Whether this method is effective in identifying cells with similar migration patterns requires further validation. During manual marking, the accuracy of the marked cell nucleus position determines the degree of error. The robustness of the clustering results was verified by adding noise to the cell trajectories. The test data were generated by adding Gaussian noise with a fixed mean and standard deviation, σ (Figure 5A). Figure 5(B1) shows the original positions of the cell trajectories for time slices 49–60, and Figure 5(B2,B3) show the clustering results with σ = 1 and 2, respectively. A change in σ causes the similar trajectories to become dissimilar. The boundaries between clusters became indistinct and k increased, rendering the clustering meaningless. The maximum value of k for the original clustering results was 5. Therefore, we applied the maximum value of k = 5 to noise-containing clustering analysis. The trajectory difference score of the clustering results with noise compared to those without noise is shown in Figure 5D. Notably, the cluster color order (cluster index) changed after each adjustment of the σ value. Therefore, we recorded the ID of each trajectory in each cluster and then adjusted the color order as a whole to ensure reasonableness (Figure 5(B1–B3)).

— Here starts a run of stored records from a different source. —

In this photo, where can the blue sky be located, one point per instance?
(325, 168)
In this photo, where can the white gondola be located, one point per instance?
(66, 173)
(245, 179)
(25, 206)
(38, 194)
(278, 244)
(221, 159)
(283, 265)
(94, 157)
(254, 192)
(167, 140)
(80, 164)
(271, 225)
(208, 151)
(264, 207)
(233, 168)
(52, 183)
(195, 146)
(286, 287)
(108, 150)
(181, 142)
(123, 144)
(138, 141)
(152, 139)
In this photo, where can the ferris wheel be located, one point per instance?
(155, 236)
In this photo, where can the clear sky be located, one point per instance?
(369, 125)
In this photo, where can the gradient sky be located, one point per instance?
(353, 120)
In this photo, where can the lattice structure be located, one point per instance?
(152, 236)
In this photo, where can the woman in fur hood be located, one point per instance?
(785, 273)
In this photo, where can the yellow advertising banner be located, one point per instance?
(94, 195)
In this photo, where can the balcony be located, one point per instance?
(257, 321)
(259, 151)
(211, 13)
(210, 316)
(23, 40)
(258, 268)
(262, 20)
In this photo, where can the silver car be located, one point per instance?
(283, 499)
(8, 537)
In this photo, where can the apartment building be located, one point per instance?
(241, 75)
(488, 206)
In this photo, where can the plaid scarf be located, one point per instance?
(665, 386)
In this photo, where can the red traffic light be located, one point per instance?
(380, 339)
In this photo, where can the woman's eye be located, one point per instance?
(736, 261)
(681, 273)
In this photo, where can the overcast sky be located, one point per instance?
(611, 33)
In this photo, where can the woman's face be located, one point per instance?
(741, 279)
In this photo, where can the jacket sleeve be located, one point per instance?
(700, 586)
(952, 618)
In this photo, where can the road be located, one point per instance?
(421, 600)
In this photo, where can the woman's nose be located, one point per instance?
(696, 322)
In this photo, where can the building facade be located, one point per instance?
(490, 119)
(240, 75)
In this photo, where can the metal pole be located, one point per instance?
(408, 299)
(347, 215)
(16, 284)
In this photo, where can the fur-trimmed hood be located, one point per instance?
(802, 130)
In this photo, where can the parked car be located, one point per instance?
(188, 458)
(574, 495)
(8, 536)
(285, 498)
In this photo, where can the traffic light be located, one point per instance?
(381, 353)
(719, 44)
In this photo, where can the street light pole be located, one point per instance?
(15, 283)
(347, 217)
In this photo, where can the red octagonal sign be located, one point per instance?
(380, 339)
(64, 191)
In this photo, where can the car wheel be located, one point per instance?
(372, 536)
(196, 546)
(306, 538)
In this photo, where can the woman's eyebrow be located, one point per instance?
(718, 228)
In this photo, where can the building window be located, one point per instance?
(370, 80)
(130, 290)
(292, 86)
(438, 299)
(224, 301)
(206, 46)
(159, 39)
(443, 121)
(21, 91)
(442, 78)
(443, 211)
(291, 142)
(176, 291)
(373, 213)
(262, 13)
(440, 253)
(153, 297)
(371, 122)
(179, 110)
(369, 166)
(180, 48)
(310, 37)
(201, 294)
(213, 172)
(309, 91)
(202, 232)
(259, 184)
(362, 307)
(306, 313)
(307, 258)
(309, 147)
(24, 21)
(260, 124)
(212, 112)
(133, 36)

As shown in Figure 5(B1–B3), the distribution of cluster positions did not differ significantly and only the clusters of individual cells changed. The observation error is mainly due to the accuracy of manual labeling. The radius of the nucleus was below 9 μm (Figure 5C). Considering the accuracy the manual labeling of the center of the cell nucleus, σ = 2 was sufficiently large for our test. The clustering results with noise and without noise were comparable in consistency. This difference may be related to noise altering the original migration trajectory. This is because the change in trajectory affects the migration pattern, including speed and direction. The internal connections between cells that originally belonged to the same cluster are broken. When σ is greater, noise causes severe distortion of the trajectory. Nevertheless, there were no significant difference in the position of each cluster. Therefore, the method is robust to observation errors that may be contained in the cell trajectory data.

4. Conclusions

Interactions between cells are essential for coordinated and directed collective movements. Although, collective cell migration has been extensively studied, this study focused on exploring the similarity of migration patterns based on migration trajectories. Using a combination of dimensionality reduction and clustering techniques, cells with similar migration patterns were observed to exhibit positional similarities. Cell division is an important factor that affects the migration patterns. TGF (+) and TGF (−) cells belonging to the same cluster showed similar migration patterns and, within a certain range, migration was consistent. Validation by adding noise illustrated the robustness of the proposed method. This provides a new perspective for a deeper understanding of collective cell migration. The method applies to collective cell migration on aligned fibers and models such as wound healing and migration on other substrates. It can also be extended to the cell migration model in a 3D hydrogel matrix if cells can be tracked, indicating its application in tissue engineering and organ development research.